The shrinking process counts all valid starting positions.

Total:

4 + 3 + 2 + 1 = 10

Answer:

10

Example 3

word1 = "abcabc"
word2 = "aaabc"

Required:

Character Required
a 3
b 1
c 1

The entire string contains only two 'a' characters.

No window can ever satisfy the requirement of three 'a' characters.

Answer:

0

Complexity Analysis

Measure Complexity Explanation
Time O(n) Each pointer moves forward at most n times
Space O(1) Two fixed-size arrays of length 26

The left and right pointers each traverse word1 at most once. Every character enters the window once and leaves the window once.
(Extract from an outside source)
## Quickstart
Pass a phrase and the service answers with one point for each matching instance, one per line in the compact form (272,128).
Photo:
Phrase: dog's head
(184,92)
Since the alphabet contains only 26 lowercase letters, all frequency operations are constant time and the extra memory usage is constant.

Test Cases

sol = Solution()

assert sol.validSubstringCount("bcca", "abc") == 1      # problem example 1
assert sol.validSubstringCount("abcabc", "abc") == 10  # problem example 2
assert sol.validSubstringCount("abcabc", "aaabc") == 0 # problem example 3

assert sol.validSubstringCount("a", "a") == 1          # smallest valid case
assert sol.validSubstringCount("a", "b") == 0          # impossible requirement

assert sol.validSubstringCount("aaaa", "aa") == 6      # repeated character requirement
assert sol.validSubstringCount("aaaa", "aaaa") == 1    # whole string only

assert sol.validSubstringCount("abcd", "abcd") == 1    # exact match
assert sol.validSubstringCount("abcd", "abcde") == 0   # word2 longer than word1

assert sol.validSubstringCount("zzzzzz", "z") == 21    # every substring valid

assert sol.validSubstringCount("abca", "aa") == 1      # need two copies of a

assert sol.validSubstringCount("ababab", "aab") == 8   # repeated requirements

assert sol.validSubstringCount("xyz", "abc") == 0      # no required letters present

assert sol.validSubstringCount("abcde", "e") == 5      # all substrings ending at e

Test Summary

Test Why
"bcca", "abc" Official example
"abcabc", "abc" Official example with many valid windows
"abcabc", "aaabc" Official impossible case
"a", "a" Minimum valid input
"a", "b" Minimum invalid input
"aaaa", "aa" Repeated character requirement
"aaaa", "aaaa" Entire string needed
"abcd", "abcd" Exact frequency match
"abcd", "abcde" Required length exceeds available length
"zzzzzz", "z" Every substring valid
"abca", "aa" Need multiple copies of one character
"ababab", "aab" Mixed repeated requirements
"xyz", "abc" Missing required characters
"abcde", "e" Single-character target

Edge Cases

word2 Contains Repeated Characters

A common mistake is checking only whether a character appears, rather than whether it appears enough times.

For example:

word1 = "abca"
word2 = "aa"

The substring must contain two copies of 'a'. A window containing only one 'a' is not valid. The implementation stores exact frequency requirements and only marks a character as satisfied when the required count is reached.

word1 Is Shorter Than word2

Consider:

word1 = "abc"
word2 = "abcd"

No substring can possibly contain all required characters because even the entire string is too short. The sliding window never reaches a valid state, so the answer remains zero.

Required Characters Never Reach Their Target Frequency

Consider:

word1 = "abcabc"
word2 = "aaabc"

The string contains only two 'a' characters, but three are required. The window never satisfies all requirements, so formed never reaches needed. The algorithm naturally returns zero without any special-case logic.

Every Extension Remains Valid

Consider:

word1 = "zzzzzz"
word2 = "z"

As soon as a window contains one 'z', every larger window starting at the same position is also valid. The algorithm exploits this property by adding n - right at once, avoiding the need to enumerate all larger windows individually. This observation is the key to achieving linear time complexity.